2) Our new simulations, described above in response to Reviewer 2, extend our observations to networks in which E–E coupling is present. They show that our general conclusions hold in these networks too. They also argue that if grid fields are generated through attractor network mechanisms, for which there is now considerable experimental support (e.g. see Yoon et al., 2013; Domnisorou et al., 2013; Schmidt-Hieber et al., 2014), then interneurons with spatial firing fields, although not necessarily rotational symmetry of their spatial autocorrelations, are likely to be present regardless of the exact underlying mechanism.

3) The E-I model does not argue that specifically parvalbumin positive interneurons mediate E-I connectivity underlying grid firing. Thus, other interneuron subtypes not investigated by Buetfering et al. are equally plausible candidates.

While our previous manuscript overlooked these issues, in the revised manuscript we now make sure they are clearly discussed. Importantly, all of the models we now consider (E-I, E-E-I and E-I-I) support our general conclusions regarding the relationships between noise, g_E and g_I.

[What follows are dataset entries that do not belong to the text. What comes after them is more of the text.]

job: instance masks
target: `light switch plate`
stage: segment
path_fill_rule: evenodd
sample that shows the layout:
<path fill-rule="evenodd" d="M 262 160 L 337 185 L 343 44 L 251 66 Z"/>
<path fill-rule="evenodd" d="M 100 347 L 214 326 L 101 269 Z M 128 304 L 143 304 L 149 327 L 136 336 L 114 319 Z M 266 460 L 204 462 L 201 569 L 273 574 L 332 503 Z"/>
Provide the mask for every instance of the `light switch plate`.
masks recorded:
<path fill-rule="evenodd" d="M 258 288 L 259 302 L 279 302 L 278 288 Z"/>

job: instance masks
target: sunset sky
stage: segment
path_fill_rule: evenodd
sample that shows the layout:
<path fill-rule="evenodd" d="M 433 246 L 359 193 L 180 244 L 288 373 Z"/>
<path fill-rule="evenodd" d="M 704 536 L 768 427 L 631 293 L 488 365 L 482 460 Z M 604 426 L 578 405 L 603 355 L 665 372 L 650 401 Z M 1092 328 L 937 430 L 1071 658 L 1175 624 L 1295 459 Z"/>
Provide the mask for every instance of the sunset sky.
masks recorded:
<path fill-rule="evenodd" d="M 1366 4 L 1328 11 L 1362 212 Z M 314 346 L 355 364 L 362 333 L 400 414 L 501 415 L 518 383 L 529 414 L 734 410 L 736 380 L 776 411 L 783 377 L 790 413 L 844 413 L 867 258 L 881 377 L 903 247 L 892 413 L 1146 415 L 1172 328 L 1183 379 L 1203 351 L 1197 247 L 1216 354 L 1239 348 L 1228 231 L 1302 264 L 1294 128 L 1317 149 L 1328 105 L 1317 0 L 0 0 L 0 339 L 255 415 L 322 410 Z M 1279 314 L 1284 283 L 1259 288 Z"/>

[Editors’ note: the author responses to the re-review follow.]

Reviewer #1 Minor Comments:

I have one minor question, in their new Figure 2, they show unimodal spatial autocorrelation images of the I cells. This does occur in the Buetfering paper Figure 4A, but there are also a few with a weak periodic pattern (lower right panel of Figure 4A, grid score 0.18). Can this be found in the simulations as well?

While our new simulations (Figure 3–figure supplement 5) establish in principle that E-I based attractor networks can generate grid outputs even when spatial firing of many E and I cells in the network is not clearly grid-like, the extent to which these networks can account for all details of experimental observations, including the weak periodic pattern referred to by the reviewer, is not yet clear. We have modified the Discussion to highlight this point.

Reviewer #3:

Overall, we think that the authors have addressed our concerns. In particular, the additional simulations and discussions about how their findings relate to Buetfering et al. (2014), examining the effect of recurrent inhibition (I–I) has made the paper much stronger, and tying their results into some experimentally testable predictions.

The general results showing how different mechanisms could control grid activity and gamma oscillations are interesting although a bit more of an explanation of the precise mechanisms of their gamma oscillation is needed (i.e., first paragraph of Discussion).

We have modified the second sentence of the first paragraph of the Discussion to try to address this point.